Der SS-Mann aus dem Ruhrgebiet: Versteck hinter Spitzengardinen
1945 soll der damalige SS-Mann Adolf S. in Österreich an der Ermordung von mindestens 57 Juden beteiligt gewesen sein. Bis heute lebt er unbehelligt im Ruhrgebiet.
Moritz Klein hielt sich in einer Scheune versteckt, wo er die Dunkelheit abwarten wollte. Es ist Ende März 1945, in Österreich, unweit der ungarischen Grenze. Nachts kann Klein bereits den Donner der sowjetischen Artillerie von der Front hören; am Tag hebt er immer noch Gräben gegen die Panzer der russischen Truppen aus. Klein gehört einer jüdischen Arbeitskompanie an. Es sind etwa hundert ungarische Juden, die nach zwei Jahren schweren Hungers, harter Arbeit und unerbittlicher Märsche durch ganz Ungarn den Nazis in Österreich übergeben wurden.
Klein und seine Kameraden wissen es nicht, aber sie sind dabei, späte Opfer des Holocaust zu werden. Während sie in einer Lagerhalle in dem österreichischen Städtchen Deutsch Schützen gefangen gehalten werden, ist Auschwitz befreit, Majdanek entdeckt und Budapest von den Russen erobert worden. Überall an der ehemaligen Ostfront tauchen überlebende Juden aus den Wäldern, ihren Verstecken im Untergrund oder den Baracken der Konzentrationslager auf. Für die jüdischen Zwangsarbeiter sind dies kritische Tage.

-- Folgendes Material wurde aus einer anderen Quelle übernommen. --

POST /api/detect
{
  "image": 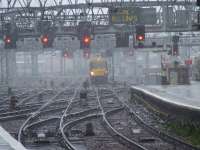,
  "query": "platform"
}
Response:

Klein entscheidet sich spontan für die Flucht. Beim Morgenappell zur Arbeit erscheinen zwei Angehörige der Hitlerjugend. Beide tragen ein Maschinengewehr über der Schulter. Sie sprechen kurz mit dem deutschen Kommandanten, der daraufhin den Appell abbricht und den Juden befiehlt, sich in Dreiergruppen aufzustellen. "Wir marschieren sofort nach Westen", ordnet er an. Klein weiß nichts über die systematische Ermordung der Juden durch das Naziregime. Er hat noch nie von Konzentrationslagern gehört. Aber in seiner Vorstellung - eines jüdischen Jungen, der in den russischen Karpaten aufwuchs - bedeutet weiter "nach Westen" in Österreich nichts Gutes. Hitler ist Österreicher, denkt er.
Adolf S., 90, ist des Mordes an 58 jüdischen Gefangenen in Österreich während des Zweiten Weltkriegs angeklagt. Die Anklage, vertreten durch Oberstaatsanwalt Andreas Brendel von der Dortmunder Staatsanwaltschaft, liegt derzeit beim Landgericht Duisburg. Der Vorsitzende Richter Schwartz ordnete bereits im Januar eine medizinische Untersuchung der körperlichen Verfassung von Adolf S. an, um dessen Verhandlungsfähigkeit feststellen zu lassen. Bis heute liegen keine Ergebnisse vor. Die Pressestelle der Duisburger Landgerichts teilte mit, dass "es kein Datum gibt, bis wann die Untersuchung abgeschlossen sein soll".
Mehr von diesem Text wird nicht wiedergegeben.